I met up with John-John at Liverpool Street in the afternoon, and off we went to the "Simply Madonna" exhibition in Brick Lane. [Having recovered from the sight of so many cute "suits" gathered in one place, that is! I love the City...]
The exhibition is a wonderful and comprehensive assemblage of costumes - including that pointy bra, and outfits from Like A Virgin, Material Girl, Evita and from her tours - together with magazine covers, her entire back catalogue of albums, Madge dolls and case after case of souvenirs, autographs and awards. Well worth seeing, in spite of the grim warehouse-like exhibition space of the old Truman Brewery.
Read more about the exhibition
Then it was onwards to Polari. Especially for "Boyz Night", I had a t-shirt printed featuring a great pic of Bowie with William Burroughs, which I thought appropriate. Freedom Bar looked like an advertising campaign for the similarly-named magazine, however... They are "official sponsors" so I suppose it's only fair.
As always, the lovely Dom Agius provided a suitably-themed and eclectic mix of tunes (not often you'll hear Bessie Smith and Lindsey DePaul in the same playlist!), before the readings began with the very first Polari Night unpublished author - John Joseph Bibby (who we had previously seen doing a most unusual "striptease" at the Quentin Crispmas event in December). He proved to be a talented writer, too, with a bizarre tale of a gay drifter and his encounter with a fortune-teller ("The Oracle").
After a short hiatus, we were entertained by Drew Gummerson (above) reading from his new novel Me and Mickie James, a quirky tale about the adventures, life and loves of an aspiring pair of musicians. The fact that Mickie just "happens" to be a hunchback, the boys "happen" to be lovers, and they "happen" to end up in a hotel room in Ho Chi Minh City with a compulsive masturbator might give you an inkling of quite how quirky this tale is!
But this was not half as much of a spectacle as the arrival on stage of the fabulous (and also, surprisingly unsigned) Williams Sisters! I can't really describe this act in its full glory, so here is a little taster...
How can you follow an act of that magnitude? Well, writer and columnist Adam Mars-Jones (below) certainly gave it a try. He began with a fantastic piece from his new book Pilcrow. Written from the perspective of a small boy, it accurately summed up how small boys think about things - in this particular case the "argument between a man and a lady about making pies" (his interpretation of the classic song Anything You Can Do (I Can Do Better)).

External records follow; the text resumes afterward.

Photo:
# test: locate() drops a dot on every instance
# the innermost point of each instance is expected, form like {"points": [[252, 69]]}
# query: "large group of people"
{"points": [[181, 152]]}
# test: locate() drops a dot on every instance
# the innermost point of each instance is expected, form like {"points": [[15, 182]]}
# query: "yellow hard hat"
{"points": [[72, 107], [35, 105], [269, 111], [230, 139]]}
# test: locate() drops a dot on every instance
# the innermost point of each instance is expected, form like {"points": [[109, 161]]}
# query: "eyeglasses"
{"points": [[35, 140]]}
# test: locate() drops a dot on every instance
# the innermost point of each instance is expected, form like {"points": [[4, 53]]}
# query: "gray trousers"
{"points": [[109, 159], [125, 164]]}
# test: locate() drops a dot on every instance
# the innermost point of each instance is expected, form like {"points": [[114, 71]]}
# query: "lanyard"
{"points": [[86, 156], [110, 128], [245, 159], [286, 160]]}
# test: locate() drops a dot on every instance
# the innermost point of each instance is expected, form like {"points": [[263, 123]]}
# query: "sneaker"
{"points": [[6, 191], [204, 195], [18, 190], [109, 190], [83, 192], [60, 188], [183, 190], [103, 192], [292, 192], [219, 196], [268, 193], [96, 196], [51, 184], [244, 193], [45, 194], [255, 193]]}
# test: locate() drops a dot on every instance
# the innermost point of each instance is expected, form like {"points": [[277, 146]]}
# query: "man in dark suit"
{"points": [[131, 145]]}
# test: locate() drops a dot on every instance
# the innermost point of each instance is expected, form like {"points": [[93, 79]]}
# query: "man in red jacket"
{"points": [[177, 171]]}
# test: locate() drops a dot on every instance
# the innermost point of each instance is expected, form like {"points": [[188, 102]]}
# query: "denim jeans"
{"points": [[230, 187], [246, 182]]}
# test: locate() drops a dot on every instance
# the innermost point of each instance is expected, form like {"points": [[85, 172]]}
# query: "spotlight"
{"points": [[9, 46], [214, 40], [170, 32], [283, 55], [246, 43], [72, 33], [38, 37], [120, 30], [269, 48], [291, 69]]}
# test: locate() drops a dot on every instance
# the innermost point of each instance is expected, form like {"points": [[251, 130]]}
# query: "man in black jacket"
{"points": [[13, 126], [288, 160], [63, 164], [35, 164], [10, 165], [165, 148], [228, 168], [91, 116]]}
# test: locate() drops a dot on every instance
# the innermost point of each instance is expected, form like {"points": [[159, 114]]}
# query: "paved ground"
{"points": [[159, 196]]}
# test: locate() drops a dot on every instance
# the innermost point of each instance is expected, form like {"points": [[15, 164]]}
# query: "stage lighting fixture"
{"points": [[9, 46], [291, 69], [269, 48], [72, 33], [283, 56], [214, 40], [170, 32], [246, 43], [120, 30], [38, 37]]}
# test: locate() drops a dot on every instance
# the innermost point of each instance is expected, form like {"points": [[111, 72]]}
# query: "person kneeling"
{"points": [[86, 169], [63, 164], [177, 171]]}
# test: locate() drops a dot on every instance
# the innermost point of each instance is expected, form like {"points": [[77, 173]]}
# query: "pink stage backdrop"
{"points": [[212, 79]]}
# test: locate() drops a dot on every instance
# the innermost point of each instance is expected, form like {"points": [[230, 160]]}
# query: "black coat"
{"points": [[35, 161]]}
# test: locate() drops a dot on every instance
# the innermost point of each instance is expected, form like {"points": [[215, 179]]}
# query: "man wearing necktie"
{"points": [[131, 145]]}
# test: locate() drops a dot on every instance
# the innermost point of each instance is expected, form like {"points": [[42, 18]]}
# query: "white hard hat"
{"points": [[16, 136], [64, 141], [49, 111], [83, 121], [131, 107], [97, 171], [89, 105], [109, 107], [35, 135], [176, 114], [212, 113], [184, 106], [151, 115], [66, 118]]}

Then he treated us to one of his unpublished works, a much more graphic tale about a sexual encounter between a closeted youth and a biker in the scrubland of Box Hill. It is a shame this fab story has never yet been seen in print (for family reasons, apparently), but hopefully one day it will get the exposure (oo-er) it deserves.
Yet another in a succession of excellent nights courtesy of Paul, Rupert and Dom, and as always they managed to pack out the sizeable Freedom function room - not bad for a midweek cultural event!
Not content with leaving it there (as is our wont) we ended up till the wee small hours in the fabulosa Players' Theatre piano bar - drinking Port of all things... No wonder I've been feeling slightly fragile today.